Außerdem beherbergte die Einfriedung auch das Haus des Abtes, verschiedene Werkstätten, einige Fischteiche und ein Pförtnerhaus, wo die Armenspeisung stattfand. Vor kurzem hatte man mit dem Bau eines neuen und größeren Pförtnerhauses begonnen.
Jenseits der Klostermauer lagen der Meeresarm und eine kleine Mühle. Oberhalb des Mühlrades gab es einen großen Teich, an dessen Ufern silbrige Binsen wuchsen. Auf dessen Westseite erstreckten sich Felder eine kleine Anhöhe hinauf. Von deren Gipfel aus bot sich eine malerische Aussicht: im Norden Wälder und Heide, so weit das Auge reichte, und im Süden der ertragreiche Moorboden, den die Mönche bereits zum Teil trockengelegt hatten. Die daraus entstandenen üppigen Felder reichten bis hinunter zum Solent, aus dem die Insel Wight wie ein freundlicher Wächter ragte. Die gesamten Ländereien mit Wäldern, Heiden und Feldern hatten eine Größe von etwa dreitausendzweihundert Hektar, und da die Grenze von einem Graben und einem Zaun gebildet wurde, bezeichneten die Mönche nicht nur die Abtei selbst, sondern das ganze Gebiet als ihren »Großen Hof«.
Auf Lateinisch hieß die Abtei Bellus Locus, der schöne Ort, auf Französisch Beau Lieu. Doch da die Waldbewohner des Französischen nicht mächtig waren, sprachen sie es eher wie Boolö aus. Und es dauerte nicht lange, da taten es die Mönche ihnen nach.
Man hätte den großen Hof von Beaulieu in seinem friedlichen Wohlstand also durchaus für einen Garten Eden halten können.

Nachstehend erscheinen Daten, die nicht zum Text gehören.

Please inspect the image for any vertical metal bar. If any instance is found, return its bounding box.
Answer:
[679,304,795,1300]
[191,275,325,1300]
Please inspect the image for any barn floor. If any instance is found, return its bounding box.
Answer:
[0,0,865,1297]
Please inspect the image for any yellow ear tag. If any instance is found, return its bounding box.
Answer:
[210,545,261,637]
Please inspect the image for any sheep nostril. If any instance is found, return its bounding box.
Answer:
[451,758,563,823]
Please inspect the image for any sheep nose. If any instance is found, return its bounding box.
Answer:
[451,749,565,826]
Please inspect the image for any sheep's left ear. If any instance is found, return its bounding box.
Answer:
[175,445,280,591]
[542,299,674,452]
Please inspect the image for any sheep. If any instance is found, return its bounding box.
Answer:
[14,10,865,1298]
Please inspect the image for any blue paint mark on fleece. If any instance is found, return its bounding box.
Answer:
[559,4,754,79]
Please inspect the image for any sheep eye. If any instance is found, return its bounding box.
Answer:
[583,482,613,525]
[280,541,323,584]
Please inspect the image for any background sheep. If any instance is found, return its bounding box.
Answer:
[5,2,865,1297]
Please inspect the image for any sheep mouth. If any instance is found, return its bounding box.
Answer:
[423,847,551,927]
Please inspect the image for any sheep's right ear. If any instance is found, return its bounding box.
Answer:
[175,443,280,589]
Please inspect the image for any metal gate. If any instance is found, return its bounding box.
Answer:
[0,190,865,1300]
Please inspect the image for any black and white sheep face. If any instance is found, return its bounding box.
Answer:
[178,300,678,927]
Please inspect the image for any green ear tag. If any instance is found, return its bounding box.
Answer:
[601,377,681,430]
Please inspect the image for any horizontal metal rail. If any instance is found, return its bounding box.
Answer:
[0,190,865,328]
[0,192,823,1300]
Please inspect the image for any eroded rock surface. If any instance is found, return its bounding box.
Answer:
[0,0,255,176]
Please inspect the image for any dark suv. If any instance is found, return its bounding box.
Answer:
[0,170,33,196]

»Natürlich ist man hier gut aufgehoben«, stellte Bruder Adam freundlich fest. »Wir erhalten hier Kleidung und Nahrung. Wir haben kaum Sorgen. Und nun sage mir«, wandte er sich unvermittelt an den Novizen, »nachdem du nun einige Monate Zeit hattest, dir unsere Lebensweise anzusehen, welches ist die wichtigste Eigenschaft, die ein Mönch besitzen muss?«
»Der Wille, Gott zu dienen, denke ich«, erwiderte der junge Mann. »Einen großen Eifer im Glauben.«
»Wirklich? Ach, du meine Güte. Da bin ich aber anderer Ansicht.«
»Wirklich?« Der Novize wirkte verdattert.